The challenge when implementing high availability (HA) in the cloud is the high cost. HA requires provisioning redundant resources to ensure being able to maintain desired performance levels during any failure. The resources in a standby instance are often configured to match the peak load of the active instance. Such 1:1 configurations are always able to satisfy stringent recovery time and recovery point objectives (RTOs and RPOs), but they can be difficult to cost-justify for all but the most mission-critical of applications.
Depending on the cloud service provider (CSP), the services used, and the contract terms, implementing HA in this way can double the cost of running applications in the cloud. To preserve the cost-saving potential afforded by the cloud’s enormous economies of scale, organizations may be tempted to implement inadequate HA provisions. After all, why pay so much for something that might be used for only a few hours a year?
All CSPs offer the ability to provision resources dynamically, but these capabilities were not designed for HA purposes. Such dynamic provisioning can be unreliable or employ time-consuming (and error-prone) manual processes, forcing cloud customers to either spend more than necessary or fall short of meeting service levels during periods of peak demand.

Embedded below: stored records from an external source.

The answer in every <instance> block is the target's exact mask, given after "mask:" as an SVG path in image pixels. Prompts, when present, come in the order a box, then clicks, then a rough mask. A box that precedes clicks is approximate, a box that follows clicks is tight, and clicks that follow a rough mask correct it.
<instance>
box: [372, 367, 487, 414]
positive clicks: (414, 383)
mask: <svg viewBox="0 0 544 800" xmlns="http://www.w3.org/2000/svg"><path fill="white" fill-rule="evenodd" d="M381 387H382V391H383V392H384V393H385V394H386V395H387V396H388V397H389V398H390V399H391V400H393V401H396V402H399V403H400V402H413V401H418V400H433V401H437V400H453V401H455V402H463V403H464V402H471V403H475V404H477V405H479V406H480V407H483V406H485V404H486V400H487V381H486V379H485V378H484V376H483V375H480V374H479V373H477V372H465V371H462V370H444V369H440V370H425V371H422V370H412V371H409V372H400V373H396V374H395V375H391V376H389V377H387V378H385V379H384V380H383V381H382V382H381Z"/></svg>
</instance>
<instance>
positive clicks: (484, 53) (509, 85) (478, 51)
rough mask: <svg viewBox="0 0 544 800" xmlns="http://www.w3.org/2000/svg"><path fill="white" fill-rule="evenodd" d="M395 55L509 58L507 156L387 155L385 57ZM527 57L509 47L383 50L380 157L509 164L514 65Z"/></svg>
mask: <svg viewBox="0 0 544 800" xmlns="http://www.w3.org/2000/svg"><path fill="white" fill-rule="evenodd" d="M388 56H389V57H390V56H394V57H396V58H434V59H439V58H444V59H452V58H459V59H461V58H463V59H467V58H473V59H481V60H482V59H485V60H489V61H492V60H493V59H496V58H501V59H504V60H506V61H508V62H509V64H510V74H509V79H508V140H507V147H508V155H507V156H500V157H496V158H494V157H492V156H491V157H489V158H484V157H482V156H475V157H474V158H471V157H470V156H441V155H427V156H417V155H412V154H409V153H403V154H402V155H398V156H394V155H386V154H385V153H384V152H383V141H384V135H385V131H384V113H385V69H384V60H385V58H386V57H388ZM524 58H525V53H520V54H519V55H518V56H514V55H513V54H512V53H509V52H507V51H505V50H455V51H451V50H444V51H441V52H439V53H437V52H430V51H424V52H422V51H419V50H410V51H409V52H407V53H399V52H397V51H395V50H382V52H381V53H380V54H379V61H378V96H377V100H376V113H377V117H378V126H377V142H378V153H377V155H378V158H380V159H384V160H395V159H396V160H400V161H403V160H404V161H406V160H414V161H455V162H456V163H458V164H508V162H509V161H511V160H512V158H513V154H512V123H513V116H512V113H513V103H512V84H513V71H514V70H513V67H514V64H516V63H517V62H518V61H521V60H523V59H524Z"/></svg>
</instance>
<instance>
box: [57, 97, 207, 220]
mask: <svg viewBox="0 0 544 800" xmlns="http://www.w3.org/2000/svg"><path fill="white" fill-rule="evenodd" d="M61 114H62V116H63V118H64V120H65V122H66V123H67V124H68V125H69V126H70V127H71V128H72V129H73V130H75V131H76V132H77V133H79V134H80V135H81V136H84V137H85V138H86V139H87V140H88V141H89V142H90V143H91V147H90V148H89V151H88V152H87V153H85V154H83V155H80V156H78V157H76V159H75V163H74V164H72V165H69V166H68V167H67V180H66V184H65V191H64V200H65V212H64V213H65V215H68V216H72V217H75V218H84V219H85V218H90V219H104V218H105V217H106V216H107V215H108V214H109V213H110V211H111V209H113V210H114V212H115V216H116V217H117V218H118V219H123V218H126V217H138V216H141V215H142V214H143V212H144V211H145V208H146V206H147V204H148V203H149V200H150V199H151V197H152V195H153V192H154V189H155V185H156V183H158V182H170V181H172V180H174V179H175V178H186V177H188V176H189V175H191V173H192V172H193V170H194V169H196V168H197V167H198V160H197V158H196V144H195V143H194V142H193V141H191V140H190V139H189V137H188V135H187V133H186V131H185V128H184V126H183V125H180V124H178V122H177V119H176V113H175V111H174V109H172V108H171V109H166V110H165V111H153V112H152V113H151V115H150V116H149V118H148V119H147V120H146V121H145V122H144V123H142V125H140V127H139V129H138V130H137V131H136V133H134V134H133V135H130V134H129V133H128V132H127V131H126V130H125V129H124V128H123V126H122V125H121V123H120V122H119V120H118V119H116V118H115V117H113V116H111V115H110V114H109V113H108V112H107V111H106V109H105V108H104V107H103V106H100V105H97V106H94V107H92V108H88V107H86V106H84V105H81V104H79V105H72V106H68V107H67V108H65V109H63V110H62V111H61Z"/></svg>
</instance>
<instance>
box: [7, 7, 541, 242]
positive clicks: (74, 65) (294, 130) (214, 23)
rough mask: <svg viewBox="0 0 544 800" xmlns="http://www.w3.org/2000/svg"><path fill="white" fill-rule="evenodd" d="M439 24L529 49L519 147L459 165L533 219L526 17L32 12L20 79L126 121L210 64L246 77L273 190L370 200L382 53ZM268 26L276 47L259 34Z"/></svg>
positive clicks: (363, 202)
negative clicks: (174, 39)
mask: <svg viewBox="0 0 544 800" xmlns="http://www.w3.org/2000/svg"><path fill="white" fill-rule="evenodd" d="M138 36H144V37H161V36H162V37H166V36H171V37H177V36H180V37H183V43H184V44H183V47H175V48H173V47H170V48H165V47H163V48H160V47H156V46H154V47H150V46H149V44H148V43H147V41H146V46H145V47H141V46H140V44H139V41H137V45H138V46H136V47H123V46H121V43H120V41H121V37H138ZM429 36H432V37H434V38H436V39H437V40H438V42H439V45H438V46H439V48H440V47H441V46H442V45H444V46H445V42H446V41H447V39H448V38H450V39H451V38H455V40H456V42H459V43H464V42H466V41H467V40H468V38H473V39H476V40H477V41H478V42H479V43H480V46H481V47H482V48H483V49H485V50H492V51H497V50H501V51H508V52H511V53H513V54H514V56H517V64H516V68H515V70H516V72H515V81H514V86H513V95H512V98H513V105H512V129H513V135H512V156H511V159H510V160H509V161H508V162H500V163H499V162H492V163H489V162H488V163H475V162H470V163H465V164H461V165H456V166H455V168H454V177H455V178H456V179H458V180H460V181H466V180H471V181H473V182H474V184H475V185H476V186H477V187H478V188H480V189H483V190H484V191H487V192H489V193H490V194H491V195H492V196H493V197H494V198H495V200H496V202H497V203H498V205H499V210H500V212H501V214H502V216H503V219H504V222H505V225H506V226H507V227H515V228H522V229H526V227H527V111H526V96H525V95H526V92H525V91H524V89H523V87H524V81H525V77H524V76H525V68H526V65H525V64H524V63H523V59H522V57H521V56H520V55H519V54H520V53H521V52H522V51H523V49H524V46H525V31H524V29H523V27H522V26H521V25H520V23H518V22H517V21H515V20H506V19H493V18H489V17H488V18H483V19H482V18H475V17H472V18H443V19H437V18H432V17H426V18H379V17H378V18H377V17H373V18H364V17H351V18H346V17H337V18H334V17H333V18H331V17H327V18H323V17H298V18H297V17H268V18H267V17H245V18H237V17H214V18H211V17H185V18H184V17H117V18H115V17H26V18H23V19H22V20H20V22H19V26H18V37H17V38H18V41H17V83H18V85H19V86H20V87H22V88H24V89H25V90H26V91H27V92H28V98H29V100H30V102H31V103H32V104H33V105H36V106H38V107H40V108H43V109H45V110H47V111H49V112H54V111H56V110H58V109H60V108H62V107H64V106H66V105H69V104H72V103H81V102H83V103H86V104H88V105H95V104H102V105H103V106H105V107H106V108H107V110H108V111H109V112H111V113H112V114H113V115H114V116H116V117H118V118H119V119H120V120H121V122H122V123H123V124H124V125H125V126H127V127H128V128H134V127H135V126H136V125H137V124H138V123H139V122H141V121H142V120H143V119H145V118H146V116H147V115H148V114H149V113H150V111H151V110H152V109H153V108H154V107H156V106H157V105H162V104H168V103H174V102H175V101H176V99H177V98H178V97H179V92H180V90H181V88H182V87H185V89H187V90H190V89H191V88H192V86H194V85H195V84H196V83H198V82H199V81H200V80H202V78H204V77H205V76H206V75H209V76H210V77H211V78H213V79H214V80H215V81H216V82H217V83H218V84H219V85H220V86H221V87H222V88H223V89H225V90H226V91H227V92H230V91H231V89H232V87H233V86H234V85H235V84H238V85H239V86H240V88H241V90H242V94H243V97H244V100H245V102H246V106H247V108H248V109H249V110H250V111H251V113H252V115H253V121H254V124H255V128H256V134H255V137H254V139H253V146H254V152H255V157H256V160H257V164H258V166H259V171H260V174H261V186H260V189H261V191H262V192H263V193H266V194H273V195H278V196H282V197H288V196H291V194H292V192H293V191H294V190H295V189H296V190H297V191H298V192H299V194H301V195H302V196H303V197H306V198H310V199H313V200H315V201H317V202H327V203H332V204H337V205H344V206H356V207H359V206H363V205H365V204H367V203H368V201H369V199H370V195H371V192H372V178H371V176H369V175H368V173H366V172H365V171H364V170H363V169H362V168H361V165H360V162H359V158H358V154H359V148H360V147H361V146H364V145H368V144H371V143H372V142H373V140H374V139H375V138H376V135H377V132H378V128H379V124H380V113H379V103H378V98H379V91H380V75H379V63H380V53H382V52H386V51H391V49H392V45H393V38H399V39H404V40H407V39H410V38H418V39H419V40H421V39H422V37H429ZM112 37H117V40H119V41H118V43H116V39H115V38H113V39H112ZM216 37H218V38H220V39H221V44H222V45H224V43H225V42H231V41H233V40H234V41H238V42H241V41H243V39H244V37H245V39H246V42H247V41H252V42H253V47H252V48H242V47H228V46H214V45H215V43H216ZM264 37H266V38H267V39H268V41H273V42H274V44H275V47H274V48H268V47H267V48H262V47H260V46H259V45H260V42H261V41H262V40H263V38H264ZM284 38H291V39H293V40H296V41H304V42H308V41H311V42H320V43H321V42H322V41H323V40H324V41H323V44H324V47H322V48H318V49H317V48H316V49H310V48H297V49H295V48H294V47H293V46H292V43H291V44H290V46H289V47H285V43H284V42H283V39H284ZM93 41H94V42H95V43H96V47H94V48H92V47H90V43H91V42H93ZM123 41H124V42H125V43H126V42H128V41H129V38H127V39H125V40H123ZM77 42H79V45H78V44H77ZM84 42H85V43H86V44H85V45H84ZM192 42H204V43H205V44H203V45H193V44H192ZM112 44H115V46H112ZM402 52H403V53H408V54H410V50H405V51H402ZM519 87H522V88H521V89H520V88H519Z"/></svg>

For these reasons, IT departments are looking for CSPs to help them operate more efficiently through machine learning (ML) and artificial intelligence (AI) technologies that are capable of delivering more effective and fully automated dynamic resource management. Achieving this will require the system to understand when it needs more resources and then automatically scaling up those resources to meet the increased demand. Conversely, the system will need to understand when certain resources are no longer needed and safely reduce their allocations to minimize costs.
ML and AI are ideal technologies for making HA provisions more cost-effective. The approach requires monitoring each application on a 24×365 basis to understand usage patterns throughout the year during different times of the days, weeks, and months. As those patterns are learned, the system will continuously improve its ability to adjust standby resource allocations to maximize savings without compromising protection.
To meet demanding RTOs, the CPU and memory resources allocated in the standby instance will need to be adjusted constantly to match those currently being consumed in the active instance. These are the most expensive resources and minimizing them when possible promises to deliver potential savings of roughly 50 percent over current practices. To meet demanding RPOs, data will still need to be replicated constantly, but data storage in the cloud is relatively inexpensive.
The ML/AI-based dynamic HA provisioning system will interface with the CSP’s ordinary provisioning capabilities through published APIs, enabling it to operate automatically. Since automation need not mean giving up control, these systems will offer graphical user interfaces (GUIs) for monitoring the actions being taken, and to enable operators to specify various options for different applications. The GUI should also clearly show the cost savings currently being achieved and may offer the ability to perform “what if” analyses to optimize the settings.